There is a recognized association between a hospital's environmental factors and its Cesarean delivery rate. To optimize the environment at BIDMC, the Labor and Delivery unit conducted emergency Cesarean delivery drills to strengthen cohesiveness between the provider and unit staff members to increase the unit's ability to support the physician during an urgent situation. The department also created a more flexible visitor guideline to promote continual emotional support for the patient.

"We designed the improvement interventions so that they can easily be customized to meet the needs of any medical institution," Golen added. "Our hope is that other hospitals will replicate this approach by identifying factors within their practice and implement similar quality improvement initiatives so that they can reduce their Cesarean delivery rates as well."
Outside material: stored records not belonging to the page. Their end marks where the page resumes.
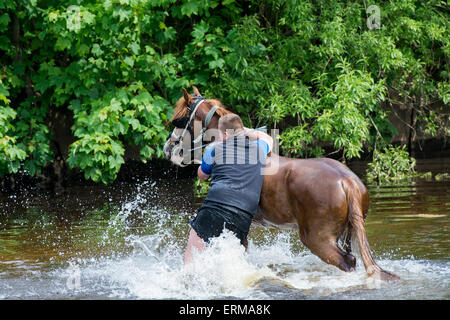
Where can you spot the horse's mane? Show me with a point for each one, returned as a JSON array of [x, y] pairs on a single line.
[[182, 111]]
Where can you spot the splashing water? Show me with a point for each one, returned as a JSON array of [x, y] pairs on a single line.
[[136, 252]]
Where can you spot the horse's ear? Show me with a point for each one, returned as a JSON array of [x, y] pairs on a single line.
[[196, 92], [187, 97]]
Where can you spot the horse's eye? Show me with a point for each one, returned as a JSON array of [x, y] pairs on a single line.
[[181, 122]]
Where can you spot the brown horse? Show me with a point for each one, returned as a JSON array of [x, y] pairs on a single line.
[[321, 197]]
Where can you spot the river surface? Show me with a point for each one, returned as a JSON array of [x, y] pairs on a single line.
[[126, 241]]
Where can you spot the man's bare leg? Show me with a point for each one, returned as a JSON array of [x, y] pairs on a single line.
[[196, 242]]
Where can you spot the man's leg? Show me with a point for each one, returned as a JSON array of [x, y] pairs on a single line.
[[196, 242]]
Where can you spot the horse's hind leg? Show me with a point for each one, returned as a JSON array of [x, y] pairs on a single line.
[[328, 250]]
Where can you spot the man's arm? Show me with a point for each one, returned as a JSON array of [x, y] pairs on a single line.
[[204, 170]]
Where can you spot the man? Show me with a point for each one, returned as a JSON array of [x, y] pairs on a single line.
[[236, 166]]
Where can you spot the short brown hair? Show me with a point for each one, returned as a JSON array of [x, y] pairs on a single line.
[[230, 121]]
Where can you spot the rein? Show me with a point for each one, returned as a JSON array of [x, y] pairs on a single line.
[[177, 152]]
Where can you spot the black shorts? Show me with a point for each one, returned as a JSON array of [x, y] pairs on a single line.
[[212, 219]]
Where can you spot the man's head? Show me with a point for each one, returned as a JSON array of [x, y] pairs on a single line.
[[230, 125]]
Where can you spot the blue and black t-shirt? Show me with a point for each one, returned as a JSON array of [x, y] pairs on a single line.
[[236, 167]]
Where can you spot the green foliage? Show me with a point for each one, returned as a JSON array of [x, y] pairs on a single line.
[[391, 164], [312, 69]]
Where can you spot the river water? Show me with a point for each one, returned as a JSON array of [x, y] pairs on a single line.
[[126, 241]]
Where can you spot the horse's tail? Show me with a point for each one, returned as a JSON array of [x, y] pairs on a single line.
[[356, 220]]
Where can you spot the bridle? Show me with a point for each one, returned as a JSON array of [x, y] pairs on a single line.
[[177, 151]]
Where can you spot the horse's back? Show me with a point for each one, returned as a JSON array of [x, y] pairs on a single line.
[[305, 187]]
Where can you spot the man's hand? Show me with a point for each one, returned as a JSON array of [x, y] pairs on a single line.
[[201, 174]]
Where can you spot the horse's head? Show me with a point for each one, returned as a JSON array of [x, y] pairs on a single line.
[[192, 116]]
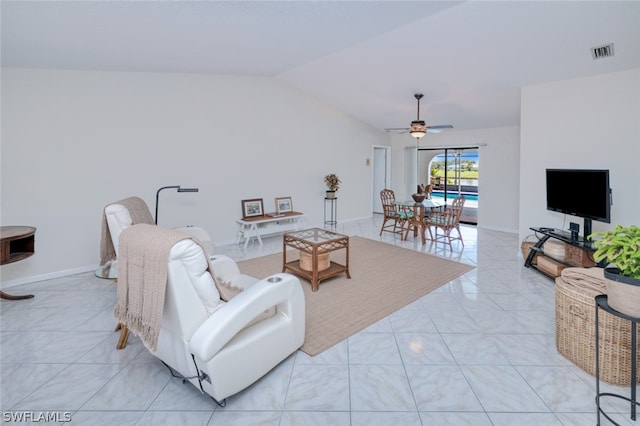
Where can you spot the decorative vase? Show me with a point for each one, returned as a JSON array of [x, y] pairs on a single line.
[[623, 292], [418, 198]]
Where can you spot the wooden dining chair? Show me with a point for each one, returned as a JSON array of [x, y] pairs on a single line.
[[446, 220], [394, 219]]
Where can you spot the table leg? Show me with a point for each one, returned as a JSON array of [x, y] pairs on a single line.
[[284, 254], [6, 296], [124, 336], [347, 262], [315, 286]]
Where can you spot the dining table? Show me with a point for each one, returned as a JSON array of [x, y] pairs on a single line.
[[416, 213]]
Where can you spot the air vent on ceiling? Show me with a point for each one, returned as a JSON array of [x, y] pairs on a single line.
[[600, 52]]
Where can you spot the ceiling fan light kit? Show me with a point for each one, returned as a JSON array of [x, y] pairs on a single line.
[[418, 128]]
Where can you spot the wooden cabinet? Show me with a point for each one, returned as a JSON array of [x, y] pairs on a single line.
[[566, 252]]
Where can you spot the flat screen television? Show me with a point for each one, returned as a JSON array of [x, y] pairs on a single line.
[[580, 192]]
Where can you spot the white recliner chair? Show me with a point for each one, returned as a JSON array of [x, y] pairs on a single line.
[[223, 347]]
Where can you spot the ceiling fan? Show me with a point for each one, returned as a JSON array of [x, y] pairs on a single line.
[[418, 129]]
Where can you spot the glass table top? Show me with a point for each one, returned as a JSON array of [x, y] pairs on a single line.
[[315, 235]]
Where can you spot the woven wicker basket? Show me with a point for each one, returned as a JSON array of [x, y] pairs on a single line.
[[578, 257], [575, 334]]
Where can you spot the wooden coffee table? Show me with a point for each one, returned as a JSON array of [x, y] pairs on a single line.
[[315, 241]]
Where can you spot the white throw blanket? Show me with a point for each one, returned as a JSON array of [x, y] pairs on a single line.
[[142, 278], [139, 214]]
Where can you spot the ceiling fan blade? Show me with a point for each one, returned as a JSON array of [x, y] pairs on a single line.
[[439, 128]]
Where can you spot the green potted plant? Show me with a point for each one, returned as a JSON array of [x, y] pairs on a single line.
[[333, 183], [621, 247]]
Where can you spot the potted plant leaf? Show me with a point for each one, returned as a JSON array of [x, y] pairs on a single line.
[[621, 247], [333, 184]]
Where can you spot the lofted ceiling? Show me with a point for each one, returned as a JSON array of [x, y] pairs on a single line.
[[366, 58]]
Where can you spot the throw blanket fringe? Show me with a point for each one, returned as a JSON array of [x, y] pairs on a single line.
[[142, 278], [139, 212]]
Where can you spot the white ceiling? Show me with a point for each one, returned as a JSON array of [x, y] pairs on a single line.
[[366, 58]]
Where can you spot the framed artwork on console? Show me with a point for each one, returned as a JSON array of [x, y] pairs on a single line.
[[284, 205], [252, 208]]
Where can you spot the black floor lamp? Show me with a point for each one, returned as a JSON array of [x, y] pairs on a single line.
[[180, 189]]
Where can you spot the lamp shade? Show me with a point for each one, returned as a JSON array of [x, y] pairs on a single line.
[[418, 129]]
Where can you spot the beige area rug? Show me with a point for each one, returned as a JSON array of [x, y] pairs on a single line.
[[384, 278]]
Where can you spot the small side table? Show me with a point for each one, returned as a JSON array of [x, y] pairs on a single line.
[[603, 303], [331, 206]]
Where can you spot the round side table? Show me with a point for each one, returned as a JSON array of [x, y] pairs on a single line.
[[603, 303]]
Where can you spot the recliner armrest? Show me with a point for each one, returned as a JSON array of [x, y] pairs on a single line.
[[236, 314], [224, 267]]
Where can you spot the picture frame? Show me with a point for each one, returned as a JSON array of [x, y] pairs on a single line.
[[284, 205], [252, 208]]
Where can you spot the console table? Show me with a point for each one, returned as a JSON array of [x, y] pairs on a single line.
[[17, 243], [580, 243], [256, 227]]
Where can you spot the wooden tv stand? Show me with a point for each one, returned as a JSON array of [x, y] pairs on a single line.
[[580, 246], [17, 243]]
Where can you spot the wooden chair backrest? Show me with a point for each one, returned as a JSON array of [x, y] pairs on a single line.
[[388, 199], [456, 207]]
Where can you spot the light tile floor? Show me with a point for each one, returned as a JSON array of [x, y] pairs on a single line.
[[478, 351]]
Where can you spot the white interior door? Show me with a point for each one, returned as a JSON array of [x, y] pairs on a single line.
[[381, 174]]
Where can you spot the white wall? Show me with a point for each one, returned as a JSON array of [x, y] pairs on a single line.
[[73, 141], [582, 123], [499, 151]]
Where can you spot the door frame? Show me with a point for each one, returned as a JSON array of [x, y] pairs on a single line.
[[383, 174]]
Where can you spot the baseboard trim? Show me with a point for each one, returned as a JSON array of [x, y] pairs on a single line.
[[48, 276]]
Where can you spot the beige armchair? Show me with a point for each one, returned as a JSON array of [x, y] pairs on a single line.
[[119, 216]]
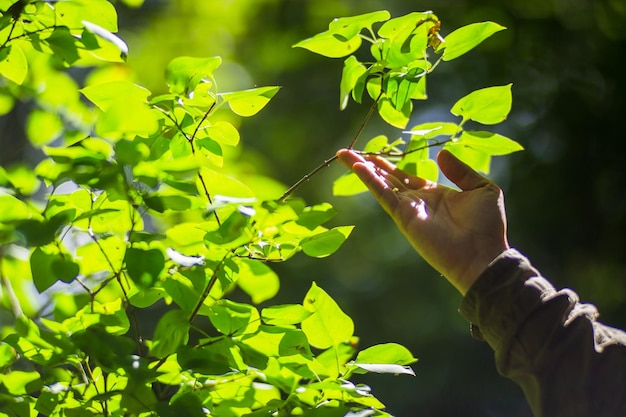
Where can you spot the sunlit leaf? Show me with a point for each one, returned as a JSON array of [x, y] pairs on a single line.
[[349, 27], [106, 95], [328, 325], [348, 185], [43, 127], [326, 243], [390, 353], [232, 318], [479, 161], [183, 74], [247, 103], [99, 12], [172, 331], [466, 38], [489, 143], [284, 314], [144, 266], [386, 368], [108, 37], [257, 280], [488, 106], [327, 44], [13, 63], [352, 71]]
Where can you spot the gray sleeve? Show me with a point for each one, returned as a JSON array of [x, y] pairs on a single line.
[[550, 344]]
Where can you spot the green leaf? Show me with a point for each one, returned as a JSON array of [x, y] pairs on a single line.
[[43, 127], [247, 103], [314, 216], [386, 368], [257, 280], [128, 118], [326, 243], [389, 353], [108, 37], [63, 45], [348, 185], [329, 45], [466, 38], [73, 13], [489, 143], [184, 73], [21, 382], [286, 314], [349, 27], [224, 133], [479, 161], [108, 94], [230, 230], [352, 72], [231, 318], [393, 116], [328, 325], [13, 209], [144, 266], [488, 106], [13, 64], [48, 266], [172, 331]]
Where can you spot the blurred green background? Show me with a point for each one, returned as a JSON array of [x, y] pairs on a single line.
[[565, 194]]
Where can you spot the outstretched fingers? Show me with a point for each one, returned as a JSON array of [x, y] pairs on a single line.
[[460, 173], [377, 180]]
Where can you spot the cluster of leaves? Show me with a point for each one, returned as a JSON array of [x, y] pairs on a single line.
[[396, 76], [144, 213]]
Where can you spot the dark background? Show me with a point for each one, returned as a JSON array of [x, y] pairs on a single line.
[[565, 193]]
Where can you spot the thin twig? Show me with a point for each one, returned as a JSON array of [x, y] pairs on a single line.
[[207, 290], [306, 178], [327, 162], [13, 300], [367, 118]]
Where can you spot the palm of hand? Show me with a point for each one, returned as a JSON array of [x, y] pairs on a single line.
[[457, 232]]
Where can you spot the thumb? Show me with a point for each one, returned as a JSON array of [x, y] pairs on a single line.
[[460, 173]]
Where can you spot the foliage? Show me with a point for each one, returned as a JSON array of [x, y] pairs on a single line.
[[397, 75], [145, 210]]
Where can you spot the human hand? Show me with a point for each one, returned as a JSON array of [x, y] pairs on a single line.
[[457, 232]]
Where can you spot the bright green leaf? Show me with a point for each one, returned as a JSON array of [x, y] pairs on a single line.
[[183, 74], [231, 318], [43, 127], [286, 314], [489, 143], [257, 280], [393, 116], [49, 266], [479, 161], [326, 243], [223, 133], [348, 185], [349, 27], [466, 38], [12, 209], [247, 103], [488, 106], [13, 64], [390, 353], [109, 94], [172, 331], [352, 72], [144, 266], [329, 45], [328, 325]]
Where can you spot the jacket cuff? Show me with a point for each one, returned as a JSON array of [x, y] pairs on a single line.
[[503, 297]]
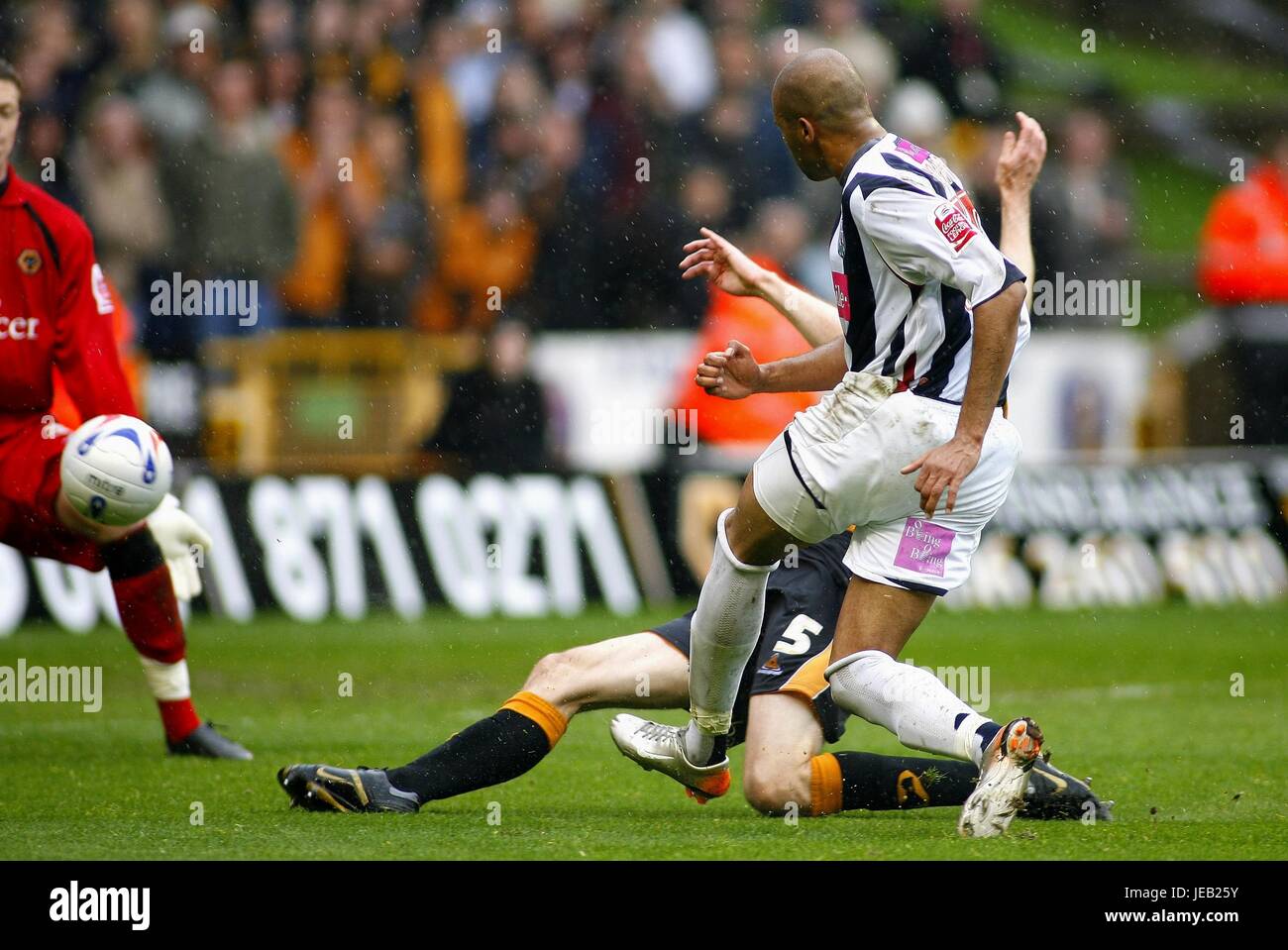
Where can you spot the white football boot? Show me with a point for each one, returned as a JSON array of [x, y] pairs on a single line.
[[661, 748], [1004, 775]]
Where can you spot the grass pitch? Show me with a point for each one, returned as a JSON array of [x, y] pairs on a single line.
[[1138, 699]]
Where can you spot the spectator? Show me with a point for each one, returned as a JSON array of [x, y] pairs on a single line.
[[841, 26], [172, 99], [121, 189], [393, 250], [500, 398], [954, 53], [336, 192], [1083, 202], [235, 218]]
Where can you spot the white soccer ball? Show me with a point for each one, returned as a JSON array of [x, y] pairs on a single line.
[[116, 470]]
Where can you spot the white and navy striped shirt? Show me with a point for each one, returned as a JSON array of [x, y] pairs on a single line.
[[910, 263]]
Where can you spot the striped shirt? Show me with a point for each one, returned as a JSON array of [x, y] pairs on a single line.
[[910, 264]]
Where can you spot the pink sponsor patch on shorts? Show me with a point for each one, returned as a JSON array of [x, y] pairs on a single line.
[[923, 547]]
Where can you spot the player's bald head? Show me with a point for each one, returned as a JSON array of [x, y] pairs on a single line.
[[824, 88]]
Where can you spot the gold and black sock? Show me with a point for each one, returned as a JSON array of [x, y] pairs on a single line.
[[850, 781], [496, 749]]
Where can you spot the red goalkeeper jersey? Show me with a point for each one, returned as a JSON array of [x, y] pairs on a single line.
[[55, 310]]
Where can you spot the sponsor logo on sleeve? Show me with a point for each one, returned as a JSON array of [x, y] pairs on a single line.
[[841, 284], [102, 295], [957, 222], [915, 152]]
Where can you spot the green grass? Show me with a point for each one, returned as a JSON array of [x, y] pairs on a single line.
[[1138, 699]]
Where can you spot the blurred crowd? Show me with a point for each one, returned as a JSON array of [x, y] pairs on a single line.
[[437, 164]]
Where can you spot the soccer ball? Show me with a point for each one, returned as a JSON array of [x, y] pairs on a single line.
[[116, 470]]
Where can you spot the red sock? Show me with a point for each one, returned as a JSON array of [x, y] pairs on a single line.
[[178, 717], [150, 615]]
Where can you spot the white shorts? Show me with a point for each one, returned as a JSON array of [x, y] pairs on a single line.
[[837, 465]]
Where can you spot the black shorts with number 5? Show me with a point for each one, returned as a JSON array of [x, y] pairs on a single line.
[[802, 604]]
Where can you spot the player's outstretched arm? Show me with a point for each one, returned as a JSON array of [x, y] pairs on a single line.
[[734, 373], [1018, 168], [732, 270]]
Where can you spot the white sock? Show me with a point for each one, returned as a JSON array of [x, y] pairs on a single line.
[[168, 682], [724, 632], [907, 700]]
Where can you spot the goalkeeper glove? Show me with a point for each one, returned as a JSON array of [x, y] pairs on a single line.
[[179, 538]]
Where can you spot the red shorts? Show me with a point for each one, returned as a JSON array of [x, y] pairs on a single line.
[[30, 480]]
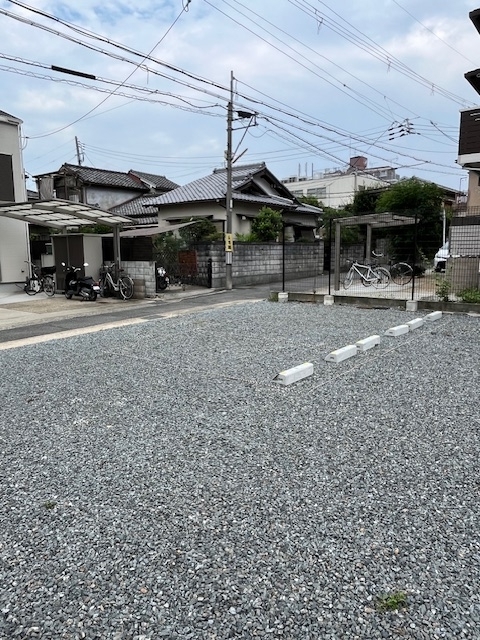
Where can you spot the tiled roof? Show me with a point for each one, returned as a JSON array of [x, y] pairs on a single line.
[[211, 187], [103, 177], [136, 207], [250, 183], [160, 183], [4, 114]]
The authors note that because the study used a series of interventions, they reported cumulative effects, and therefore the study could not measure the impact of any single intervention. Certain data such as administrative data and ICD9 codes were available, but other data, such as patient body mass index (BMI) data, were not. Also, the impact of midwifery care on a reduced Cesarean rate could not be measured due to the fact that such care was not available at BIDMC until 2014.